Rich and Hungry

It’s common to hear people refer to their grandma as the best cook.  Grandma seems to have an ability to coax more flavor, to evoke more memories, to make you feel more loved and cared for than anyone else.  Of the things I want to achieve with my cooking it is that–to make you feel loved and cared for.  What else is there?

Yes, cooking in restaurant kitchens requires intense focus, high energy, attention to detail, and a burning hunger “to be the best.”  At the end of the day that’s all you have is the idea of being “the best.”  After cooking in the three star kitchens of California and New York I felt drawn to something closer to the heart.  The kind of food that made me love food and kitchens to begin with.  The food that my mom and dad made me but not “what” rather “why.”

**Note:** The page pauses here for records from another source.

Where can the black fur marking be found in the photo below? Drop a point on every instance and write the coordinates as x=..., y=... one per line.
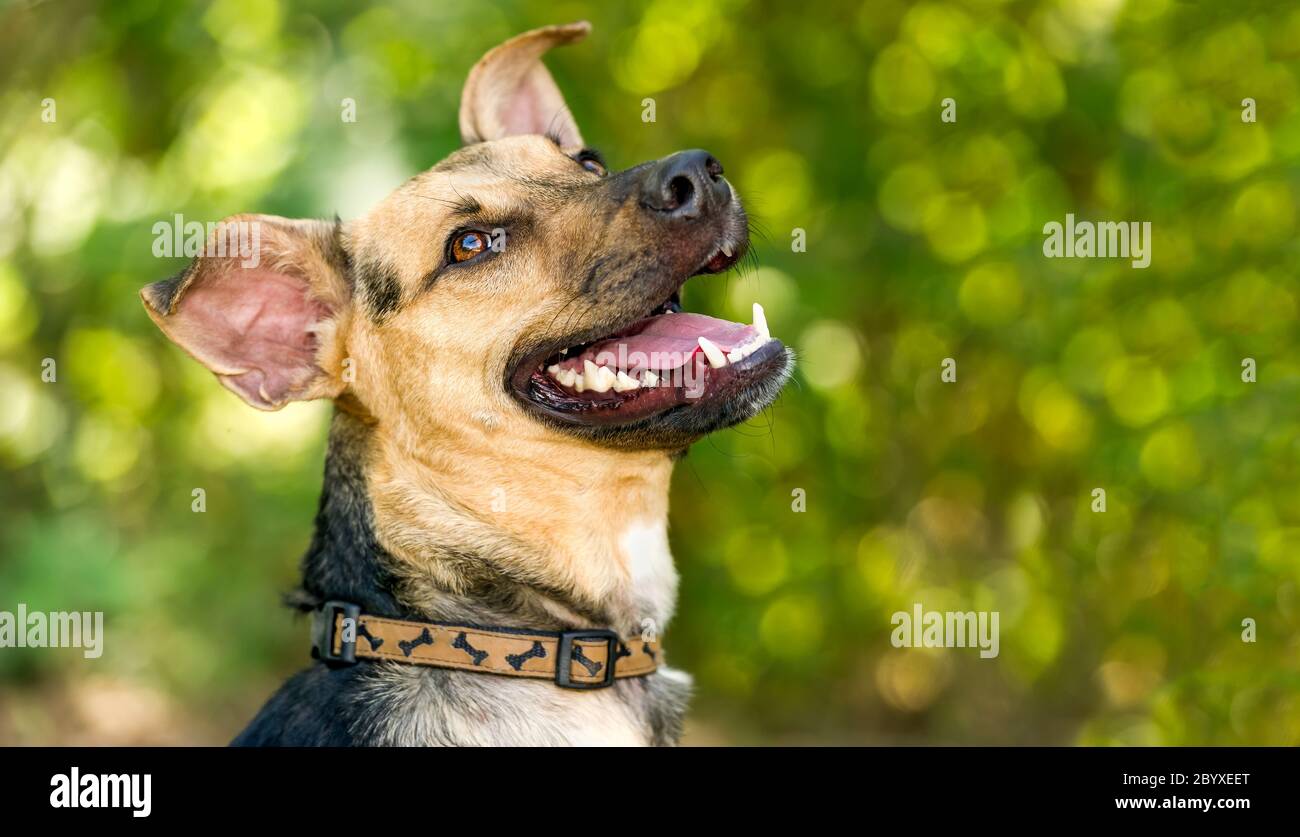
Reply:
x=411, y=645
x=378, y=286
x=588, y=663
x=460, y=642
x=516, y=660
x=164, y=293
x=362, y=630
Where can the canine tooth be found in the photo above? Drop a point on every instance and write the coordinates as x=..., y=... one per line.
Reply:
x=761, y=322
x=716, y=359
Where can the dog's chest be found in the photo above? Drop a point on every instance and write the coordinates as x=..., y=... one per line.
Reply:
x=421, y=707
x=644, y=546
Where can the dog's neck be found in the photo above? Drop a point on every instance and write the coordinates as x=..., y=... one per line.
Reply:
x=514, y=532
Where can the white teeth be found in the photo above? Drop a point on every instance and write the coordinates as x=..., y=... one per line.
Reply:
x=715, y=355
x=597, y=378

Cooking is about taking care of people, nourishing the body as well as the experience tied to the food.  For cook’s who are inherently competitive, fine dining has the lure of “the best”–the best ingredients, the best kitchen, best tools, best plates, best best best–but whether fine dining produces the best cook’s is subjective.  Fine dining certainly produces discipline, focused, energetic cooks.  As the opportunity to cook for a family and see an immediate reaction to my food came upon me, I suddenly realized, “I have no idea how to cook.”

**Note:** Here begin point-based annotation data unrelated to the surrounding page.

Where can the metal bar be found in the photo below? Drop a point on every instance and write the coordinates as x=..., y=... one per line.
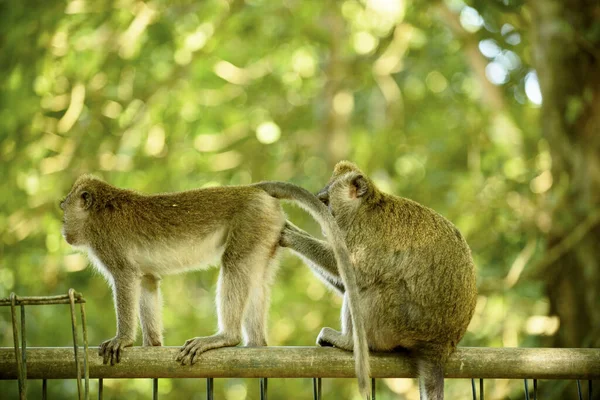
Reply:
x=23, y=345
x=263, y=388
x=210, y=389
x=20, y=377
x=316, y=388
x=373, y=388
x=305, y=362
x=41, y=300
x=86, y=363
x=481, y=389
x=75, y=346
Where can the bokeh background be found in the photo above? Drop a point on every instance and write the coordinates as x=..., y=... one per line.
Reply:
x=486, y=111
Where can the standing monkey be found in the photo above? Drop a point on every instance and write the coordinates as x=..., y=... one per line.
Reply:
x=134, y=239
x=415, y=274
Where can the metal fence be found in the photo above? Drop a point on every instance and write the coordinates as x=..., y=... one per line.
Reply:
x=22, y=364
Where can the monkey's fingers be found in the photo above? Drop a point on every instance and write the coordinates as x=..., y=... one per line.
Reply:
x=185, y=350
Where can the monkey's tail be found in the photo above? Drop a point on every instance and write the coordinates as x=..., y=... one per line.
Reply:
x=309, y=202
x=431, y=378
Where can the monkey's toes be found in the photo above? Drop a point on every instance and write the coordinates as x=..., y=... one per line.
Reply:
x=324, y=339
x=111, y=350
x=190, y=351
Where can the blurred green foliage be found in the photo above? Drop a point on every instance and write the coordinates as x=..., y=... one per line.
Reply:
x=436, y=101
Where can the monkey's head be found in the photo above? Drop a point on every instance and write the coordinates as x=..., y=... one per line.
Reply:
x=77, y=207
x=347, y=188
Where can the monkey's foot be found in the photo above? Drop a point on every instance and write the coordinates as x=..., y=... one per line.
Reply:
x=113, y=348
x=152, y=342
x=193, y=348
x=332, y=338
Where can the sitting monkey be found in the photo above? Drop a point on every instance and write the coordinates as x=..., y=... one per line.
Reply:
x=414, y=270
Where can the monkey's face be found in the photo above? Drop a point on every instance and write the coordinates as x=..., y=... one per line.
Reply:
x=75, y=208
x=346, y=189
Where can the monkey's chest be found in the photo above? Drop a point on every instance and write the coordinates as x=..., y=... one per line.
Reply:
x=175, y=256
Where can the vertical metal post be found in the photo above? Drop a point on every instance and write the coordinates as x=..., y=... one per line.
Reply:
x=480, y=389
x=210, y=389
x=75, y=346
x=20, y=375
x=86, y=364
x=373, y=388
x=263, y=388
x=316, y=388
x=23, y=345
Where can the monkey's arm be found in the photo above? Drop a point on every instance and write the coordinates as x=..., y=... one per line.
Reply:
x=317, y=254
x=126, y=294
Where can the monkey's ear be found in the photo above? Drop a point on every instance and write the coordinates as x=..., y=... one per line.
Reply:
x=87, y=198
x=359, y=186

Cooking in reality is about connecting to people.  I’ve shaved kale so thin you’d mistake it for hair, I’ve manicured broccoli to resemble a picturesque baobab, I’ve made sauces that three days of attention to be eaten in two minutes.  Details are the most important thing but the type of details you choose to emphasize are the ones that determine how well you connect with an individual through cuisine.